Each timed track has a kind which is one of:
- for visual display (subtitles, captions, translations), enabled based on user preferences, shows in video playback area
- for audio playback (text audio descriptions), enabled based on user preferences, renders as audio
- for navigation (chapter titles), enabled by default, shows in UA UI
- for off-video display (lyrics), disabled by default in this version, not shown by UA
- for metadata (slide timings, annotation data for app-rendered annotations), enabled by default, not shown by UA
Tracks that are for visual display or audio playback have additionally a user-facing label and a language.
Tracks that are for visual display have an additional boolean indicating if they include sound effects and speaker identification (intended for the deaf, hard of hearing, or people with sound muted) or not (i.e. translations intended for people with audio enabled but who cannot understand the language, or karaoke lyrics).
Each timed track associated with a media resource, like the media resource itself, can have multiple sources.
Each source for a timed track has:
- URL
- type (if there are multiple sources)
- media
The media resource can also imply certain timed tracks based on data in the media resource.
The script can also add "virtual" timed tracks dynamically.
Markup
<track src="" enabled="true" kind="" label="" lang=""></track>
<track enabled="true" kind="" label="" lang="">
<source src="" type="" media=""> ...
</track>
enabled="" is true or false.
Values for kind="":
- subtitles (includes karaoke) - default
- captions
- description (text audio descriptions)
- chapters
- lyrics
- metadata
Questions:
- Should we use lang="", hreflang="", srclang=""?
- Is there a better solution to enabled=false for disabling tracks by default?
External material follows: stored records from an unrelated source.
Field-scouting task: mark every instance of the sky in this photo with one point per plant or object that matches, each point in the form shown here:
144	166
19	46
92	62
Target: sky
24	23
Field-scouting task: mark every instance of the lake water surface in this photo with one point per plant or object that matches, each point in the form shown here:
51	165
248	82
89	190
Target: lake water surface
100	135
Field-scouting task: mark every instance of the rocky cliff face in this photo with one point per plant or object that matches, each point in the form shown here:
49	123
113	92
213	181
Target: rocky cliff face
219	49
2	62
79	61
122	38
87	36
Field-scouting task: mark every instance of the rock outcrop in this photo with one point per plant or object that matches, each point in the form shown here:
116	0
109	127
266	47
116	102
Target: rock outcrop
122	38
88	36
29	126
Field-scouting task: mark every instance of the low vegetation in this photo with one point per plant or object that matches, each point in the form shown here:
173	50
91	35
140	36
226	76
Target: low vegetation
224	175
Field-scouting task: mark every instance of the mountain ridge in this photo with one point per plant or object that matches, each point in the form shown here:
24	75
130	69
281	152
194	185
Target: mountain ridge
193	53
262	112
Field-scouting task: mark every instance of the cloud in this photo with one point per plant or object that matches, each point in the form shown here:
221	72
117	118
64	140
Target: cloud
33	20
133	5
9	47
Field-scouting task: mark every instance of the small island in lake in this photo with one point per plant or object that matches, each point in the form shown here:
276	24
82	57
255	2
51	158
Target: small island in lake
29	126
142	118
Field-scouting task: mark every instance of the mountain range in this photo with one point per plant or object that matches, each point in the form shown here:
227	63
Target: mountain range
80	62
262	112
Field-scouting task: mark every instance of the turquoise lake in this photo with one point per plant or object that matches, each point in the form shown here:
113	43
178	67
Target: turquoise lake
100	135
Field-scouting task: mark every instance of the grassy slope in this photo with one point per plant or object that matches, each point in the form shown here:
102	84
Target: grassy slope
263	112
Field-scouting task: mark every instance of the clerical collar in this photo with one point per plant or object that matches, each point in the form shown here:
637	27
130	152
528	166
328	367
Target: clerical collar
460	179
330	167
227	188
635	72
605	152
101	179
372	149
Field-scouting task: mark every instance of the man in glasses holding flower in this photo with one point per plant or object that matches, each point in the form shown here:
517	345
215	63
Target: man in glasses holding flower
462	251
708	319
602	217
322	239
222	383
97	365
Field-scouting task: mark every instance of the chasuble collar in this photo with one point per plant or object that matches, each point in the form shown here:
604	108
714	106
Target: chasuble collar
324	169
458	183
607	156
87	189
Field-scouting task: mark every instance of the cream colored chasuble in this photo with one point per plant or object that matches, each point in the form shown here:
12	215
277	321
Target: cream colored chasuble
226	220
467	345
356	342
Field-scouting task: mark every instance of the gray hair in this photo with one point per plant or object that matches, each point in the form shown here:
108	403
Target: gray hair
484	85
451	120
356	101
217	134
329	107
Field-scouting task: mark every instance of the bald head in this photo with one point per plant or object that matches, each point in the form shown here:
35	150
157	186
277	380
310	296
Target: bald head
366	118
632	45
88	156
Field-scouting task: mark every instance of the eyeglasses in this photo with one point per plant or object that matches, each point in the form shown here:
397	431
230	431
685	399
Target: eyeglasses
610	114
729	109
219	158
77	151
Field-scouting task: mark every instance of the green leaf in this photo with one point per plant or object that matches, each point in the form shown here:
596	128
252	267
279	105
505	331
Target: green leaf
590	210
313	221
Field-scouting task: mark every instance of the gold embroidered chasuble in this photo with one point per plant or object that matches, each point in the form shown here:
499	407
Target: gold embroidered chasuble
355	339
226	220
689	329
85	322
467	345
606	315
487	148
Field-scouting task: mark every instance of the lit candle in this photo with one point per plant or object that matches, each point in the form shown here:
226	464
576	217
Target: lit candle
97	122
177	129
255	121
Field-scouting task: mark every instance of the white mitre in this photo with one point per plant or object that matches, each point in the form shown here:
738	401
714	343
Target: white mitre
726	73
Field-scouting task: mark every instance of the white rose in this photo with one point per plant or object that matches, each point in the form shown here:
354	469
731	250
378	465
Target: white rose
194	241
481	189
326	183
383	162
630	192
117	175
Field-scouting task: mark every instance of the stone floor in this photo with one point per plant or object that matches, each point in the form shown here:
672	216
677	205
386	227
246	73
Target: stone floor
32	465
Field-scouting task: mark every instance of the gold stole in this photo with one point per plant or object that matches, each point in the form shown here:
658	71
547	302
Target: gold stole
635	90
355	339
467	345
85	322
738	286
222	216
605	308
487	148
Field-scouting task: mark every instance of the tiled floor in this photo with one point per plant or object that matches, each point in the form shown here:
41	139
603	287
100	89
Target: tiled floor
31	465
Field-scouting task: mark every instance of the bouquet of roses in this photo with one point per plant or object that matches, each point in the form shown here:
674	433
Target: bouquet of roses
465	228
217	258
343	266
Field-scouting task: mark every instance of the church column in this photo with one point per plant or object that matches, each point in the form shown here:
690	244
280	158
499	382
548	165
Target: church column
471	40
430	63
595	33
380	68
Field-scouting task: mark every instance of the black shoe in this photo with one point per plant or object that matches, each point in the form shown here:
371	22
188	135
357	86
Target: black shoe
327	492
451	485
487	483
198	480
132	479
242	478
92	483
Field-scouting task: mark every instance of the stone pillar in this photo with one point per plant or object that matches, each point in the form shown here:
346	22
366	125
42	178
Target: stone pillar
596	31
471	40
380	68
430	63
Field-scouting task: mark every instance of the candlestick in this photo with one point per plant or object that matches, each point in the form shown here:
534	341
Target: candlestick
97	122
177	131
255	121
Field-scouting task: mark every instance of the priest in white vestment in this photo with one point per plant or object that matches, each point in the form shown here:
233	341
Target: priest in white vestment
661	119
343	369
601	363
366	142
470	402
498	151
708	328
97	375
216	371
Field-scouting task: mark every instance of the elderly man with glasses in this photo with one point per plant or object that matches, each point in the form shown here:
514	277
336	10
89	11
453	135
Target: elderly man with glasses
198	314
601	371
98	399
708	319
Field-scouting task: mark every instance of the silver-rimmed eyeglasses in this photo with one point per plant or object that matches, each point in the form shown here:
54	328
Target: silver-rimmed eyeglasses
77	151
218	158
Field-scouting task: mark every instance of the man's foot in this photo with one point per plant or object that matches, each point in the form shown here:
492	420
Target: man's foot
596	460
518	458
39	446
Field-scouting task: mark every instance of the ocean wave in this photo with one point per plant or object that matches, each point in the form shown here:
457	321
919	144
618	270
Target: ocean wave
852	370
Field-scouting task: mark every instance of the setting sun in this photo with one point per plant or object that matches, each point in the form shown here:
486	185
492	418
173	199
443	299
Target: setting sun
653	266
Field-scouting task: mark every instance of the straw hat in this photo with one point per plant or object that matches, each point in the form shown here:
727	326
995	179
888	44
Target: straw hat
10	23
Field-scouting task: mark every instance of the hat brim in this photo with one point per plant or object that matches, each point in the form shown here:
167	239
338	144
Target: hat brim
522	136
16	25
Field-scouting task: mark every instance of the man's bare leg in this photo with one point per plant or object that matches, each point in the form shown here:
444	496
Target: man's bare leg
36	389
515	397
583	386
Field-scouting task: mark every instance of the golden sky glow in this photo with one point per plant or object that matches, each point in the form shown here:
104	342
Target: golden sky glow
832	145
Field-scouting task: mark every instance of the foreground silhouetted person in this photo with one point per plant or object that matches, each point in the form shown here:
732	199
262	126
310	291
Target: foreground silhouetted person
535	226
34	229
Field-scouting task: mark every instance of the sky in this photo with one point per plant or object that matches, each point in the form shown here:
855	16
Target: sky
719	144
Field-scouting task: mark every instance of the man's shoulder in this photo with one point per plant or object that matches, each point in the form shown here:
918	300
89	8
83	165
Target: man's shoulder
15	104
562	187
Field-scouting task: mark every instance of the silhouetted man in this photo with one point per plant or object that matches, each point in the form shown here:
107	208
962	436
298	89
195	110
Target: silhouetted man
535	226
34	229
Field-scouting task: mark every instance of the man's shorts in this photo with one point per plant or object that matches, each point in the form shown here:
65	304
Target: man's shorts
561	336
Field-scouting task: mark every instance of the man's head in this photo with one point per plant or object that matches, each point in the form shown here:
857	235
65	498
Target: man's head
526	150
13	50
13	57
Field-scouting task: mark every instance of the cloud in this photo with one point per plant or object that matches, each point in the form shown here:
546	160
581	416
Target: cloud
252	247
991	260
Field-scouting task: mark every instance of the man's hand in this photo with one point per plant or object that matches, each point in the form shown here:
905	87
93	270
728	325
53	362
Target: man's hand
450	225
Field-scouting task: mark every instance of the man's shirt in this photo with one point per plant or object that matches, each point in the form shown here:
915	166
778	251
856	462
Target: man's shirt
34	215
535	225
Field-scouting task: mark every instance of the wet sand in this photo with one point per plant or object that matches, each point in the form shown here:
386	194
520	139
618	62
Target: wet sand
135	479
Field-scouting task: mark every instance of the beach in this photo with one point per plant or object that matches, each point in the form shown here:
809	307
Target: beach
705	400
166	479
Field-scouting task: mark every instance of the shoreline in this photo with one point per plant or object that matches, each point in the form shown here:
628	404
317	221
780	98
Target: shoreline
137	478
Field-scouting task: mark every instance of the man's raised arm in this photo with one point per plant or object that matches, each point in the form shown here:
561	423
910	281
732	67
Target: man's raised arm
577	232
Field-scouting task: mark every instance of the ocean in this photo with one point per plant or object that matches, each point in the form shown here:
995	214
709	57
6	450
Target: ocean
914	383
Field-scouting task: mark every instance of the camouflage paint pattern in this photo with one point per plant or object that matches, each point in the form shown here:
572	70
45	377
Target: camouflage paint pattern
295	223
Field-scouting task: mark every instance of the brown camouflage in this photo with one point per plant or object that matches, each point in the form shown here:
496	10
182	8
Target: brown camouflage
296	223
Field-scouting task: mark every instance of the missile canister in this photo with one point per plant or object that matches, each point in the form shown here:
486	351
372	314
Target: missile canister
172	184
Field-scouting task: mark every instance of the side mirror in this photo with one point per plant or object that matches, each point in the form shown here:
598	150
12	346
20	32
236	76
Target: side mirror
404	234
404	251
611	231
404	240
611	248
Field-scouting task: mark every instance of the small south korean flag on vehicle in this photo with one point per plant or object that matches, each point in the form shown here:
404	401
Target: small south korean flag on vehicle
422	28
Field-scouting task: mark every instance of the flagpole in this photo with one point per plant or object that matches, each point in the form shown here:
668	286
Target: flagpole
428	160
Do we ever need to disable a track that might be enabled by default?
Format for visual titles
...
...
DOM API
...
Other minor things
We need to make sure that media playback is paused until all enabled timed tracks are locally available.
Open issues
How do we handle sign-language tracks?
Do we handle multiple alternate audio tracks from this or is that restricted to in-band data? (in the media resource)
Do we need to handle live transcription and streaming titles in external files? If so, how?